Provérbios 26

BLIVRE · Capítulo 26/31

1Assim como a neve no verão, como a chuva na colheita, assim também não convém a honra para o tolo.

2Como um pássaro a vaguear, como a andorinha a voar, assim também a maldição não virá sem causa.

3Açoite para o cavalo, cabresto para o asno; e vara para as costas dos tolos.

4Não respondas ao tolo conforme sua loucura; para que não te faças semelhante a ele.

5Responde ao tolo conforme sua loucura, para que ele não seja sábio aos seus próprios olhos.

6Quem manda mensagens pelas mãos do tolo é como quem corta os pés e bebe violência.

7[Assim] como não funcionam as pernas do aleijado, assim também é o provérbio na boca dos tolos.

8Dar honra ao tolo é como amarrar uma pedra numa funda.

9Como espinho na mão do bêbado, assim é o provérbio na boca dos tolos.

10[Como] um flecheiro que atira para todo lado, [assim] é aquele que contrata um tolo [ou] que contrata alguém que vai passando.

11Como um cão que volta a seu vômito, [assim] é o tolo que repete sua loucura.

12Viste algum homem sábio aos seus próprios olhos? Mais esperança há para o tolo do que para ele.

13O preguiçoso diz: Há uma fera no caminho; há um leão nas ruas.

14[Como] a porta se vira em torno de suas dobradiças, [assim] o preguiçoso [se vira] em sua cama.

15O preguiçoso põe sua mão no prato, e acha cansativo demais trazê-la de volta a sua boca.

16O preguiçoso se acha mais sábio aos próprios olhos do que sete que respondem com prudência.

17Aquele que, enquanto está passando, [se envolve] em briga que não é sua, é [como] o que pega um cão pelas orelhas.

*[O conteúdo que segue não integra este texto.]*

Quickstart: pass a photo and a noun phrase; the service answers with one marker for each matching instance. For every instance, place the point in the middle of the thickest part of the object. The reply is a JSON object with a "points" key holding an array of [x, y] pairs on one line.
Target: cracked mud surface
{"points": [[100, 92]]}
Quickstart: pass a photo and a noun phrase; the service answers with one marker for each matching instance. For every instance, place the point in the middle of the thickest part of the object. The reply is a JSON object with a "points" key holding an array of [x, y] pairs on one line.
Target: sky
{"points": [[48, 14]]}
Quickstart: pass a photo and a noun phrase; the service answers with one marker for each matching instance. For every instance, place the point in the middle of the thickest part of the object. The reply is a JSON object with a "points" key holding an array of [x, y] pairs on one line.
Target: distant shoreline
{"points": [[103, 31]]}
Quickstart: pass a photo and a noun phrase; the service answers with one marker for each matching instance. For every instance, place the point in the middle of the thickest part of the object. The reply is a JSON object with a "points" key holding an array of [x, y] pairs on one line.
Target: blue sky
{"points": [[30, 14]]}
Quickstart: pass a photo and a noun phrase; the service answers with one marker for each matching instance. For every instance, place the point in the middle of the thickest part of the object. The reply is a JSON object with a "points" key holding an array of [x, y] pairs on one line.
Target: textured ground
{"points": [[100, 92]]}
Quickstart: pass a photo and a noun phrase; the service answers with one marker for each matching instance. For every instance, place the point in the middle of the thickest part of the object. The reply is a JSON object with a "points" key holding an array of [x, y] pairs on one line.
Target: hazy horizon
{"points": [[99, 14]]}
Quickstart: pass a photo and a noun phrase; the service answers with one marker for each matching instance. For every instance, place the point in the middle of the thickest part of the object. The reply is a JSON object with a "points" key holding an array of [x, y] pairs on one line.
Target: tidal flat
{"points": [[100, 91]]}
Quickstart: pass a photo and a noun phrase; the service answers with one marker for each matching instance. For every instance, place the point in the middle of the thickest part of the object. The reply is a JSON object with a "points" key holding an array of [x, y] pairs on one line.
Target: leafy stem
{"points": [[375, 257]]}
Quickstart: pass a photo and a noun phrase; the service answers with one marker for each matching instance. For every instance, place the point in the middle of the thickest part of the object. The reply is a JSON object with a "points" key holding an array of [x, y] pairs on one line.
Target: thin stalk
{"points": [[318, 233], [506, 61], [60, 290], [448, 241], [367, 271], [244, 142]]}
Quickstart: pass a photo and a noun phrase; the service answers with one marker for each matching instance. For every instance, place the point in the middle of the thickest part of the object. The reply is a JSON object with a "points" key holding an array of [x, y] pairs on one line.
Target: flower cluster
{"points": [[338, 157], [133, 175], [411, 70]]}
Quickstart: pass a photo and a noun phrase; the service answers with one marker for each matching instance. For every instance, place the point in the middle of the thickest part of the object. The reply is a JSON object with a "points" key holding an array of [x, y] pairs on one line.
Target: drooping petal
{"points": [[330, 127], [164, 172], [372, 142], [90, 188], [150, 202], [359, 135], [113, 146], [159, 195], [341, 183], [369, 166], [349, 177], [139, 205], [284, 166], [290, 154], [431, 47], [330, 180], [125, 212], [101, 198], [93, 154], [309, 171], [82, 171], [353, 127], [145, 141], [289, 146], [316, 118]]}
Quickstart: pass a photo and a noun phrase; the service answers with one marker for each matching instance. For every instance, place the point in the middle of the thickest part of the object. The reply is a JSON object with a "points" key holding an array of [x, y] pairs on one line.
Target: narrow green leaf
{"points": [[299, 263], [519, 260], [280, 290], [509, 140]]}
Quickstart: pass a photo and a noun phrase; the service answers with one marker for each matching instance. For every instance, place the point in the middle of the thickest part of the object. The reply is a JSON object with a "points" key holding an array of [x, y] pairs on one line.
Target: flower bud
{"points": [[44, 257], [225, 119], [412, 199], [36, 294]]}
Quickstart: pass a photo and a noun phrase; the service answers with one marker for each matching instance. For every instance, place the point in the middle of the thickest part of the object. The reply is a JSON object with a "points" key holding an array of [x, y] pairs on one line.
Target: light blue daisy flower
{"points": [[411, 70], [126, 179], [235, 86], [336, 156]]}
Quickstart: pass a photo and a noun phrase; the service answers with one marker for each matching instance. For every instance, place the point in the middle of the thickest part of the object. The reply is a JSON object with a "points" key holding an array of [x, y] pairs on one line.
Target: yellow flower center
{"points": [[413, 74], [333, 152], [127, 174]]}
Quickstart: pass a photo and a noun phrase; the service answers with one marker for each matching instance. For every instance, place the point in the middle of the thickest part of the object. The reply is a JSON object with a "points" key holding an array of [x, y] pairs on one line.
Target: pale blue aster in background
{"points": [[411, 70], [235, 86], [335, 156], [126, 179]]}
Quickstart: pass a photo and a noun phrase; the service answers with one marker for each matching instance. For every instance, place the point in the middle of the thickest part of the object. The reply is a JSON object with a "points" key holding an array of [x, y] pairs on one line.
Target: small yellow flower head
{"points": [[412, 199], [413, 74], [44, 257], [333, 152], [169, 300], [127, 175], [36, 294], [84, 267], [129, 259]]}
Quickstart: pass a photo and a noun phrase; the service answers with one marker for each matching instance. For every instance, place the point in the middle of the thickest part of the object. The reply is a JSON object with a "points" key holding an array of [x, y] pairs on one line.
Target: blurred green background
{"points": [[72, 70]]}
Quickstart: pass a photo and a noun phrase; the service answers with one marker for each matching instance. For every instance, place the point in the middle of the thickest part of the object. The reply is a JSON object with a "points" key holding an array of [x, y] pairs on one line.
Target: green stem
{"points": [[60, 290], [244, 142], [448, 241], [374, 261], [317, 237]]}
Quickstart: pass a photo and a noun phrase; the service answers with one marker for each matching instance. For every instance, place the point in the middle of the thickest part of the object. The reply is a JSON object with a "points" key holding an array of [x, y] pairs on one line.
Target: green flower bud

18Como o louco que lança faíscas, flechas e coisas mortíferas,

19Assim é o homem que engana a seu próximo, e diz: Não estava eu [só] brincando?

20Sem lenha, o fogo se apaga; e sem fofoqueiro, a briga termina.

21O carvão é para as brasas, e a lenha para o fogo; e o homem difamador para acender brigas.

22As palavras do fofoqueiro são como alimentos deliciosos, que descem ao interior do ventre.

23Como um vaso de fundição coberto de restos de prata, [assim] são os lábios inflamados e o coração maligno.

24Aquele que odeia dissimula em seus lábios, mas seu interior abriga o engano;

25Quando ele [te] falar agradavelmente com sua voz, não acredites nele; porque há sete abominações em seu coração;

26Cujo ódio está encoberto pelo engano; sua maldade será descoberta na congregação.

27Quem cava uma cova, nela cairá; e quem rola uma pedra, esta voltará sobre ele.

28A língua falsa odeia aos que ela atormenta; e a boca lisonjeira opera ruína.

📖 Estudo do capítulo

Resumo

O capítulo é dedicado quase inteiramente a descrever o comportamento do tolo e do preguiçoso, com imagens vívidas como o cão que volta ao próprio vômito. Também alerta contra o mexeriqueiro cujas palavras alimentam contendas.

Explicação

Este capítulo apresenta um padrão interessante nos versos 4-5, que parecem contraditórios à primeira vista ("não respondas ao tolo" versus "responde ao tolo"), mas na verdade ensinam sabedoria situacional: há momentos de ignorar a tolice e momentos de confrontá-la, dependendo do contexto e do objetivo. A comparação do tolo repetindo seu erro com o "cão que torna ao seu vômito" (verso 11) é uma das imagens mais fortes do livro, citada posteriormente em 2 Pedro 2:22 sobre pessoas que retornam a comportamentos destrutivos já abandonados. Aplicação de hoje: aprender a discernir quando vale a pena confrontar diretamente uma tolice e quando é mais sábio simplesmente não alimentar a discussão.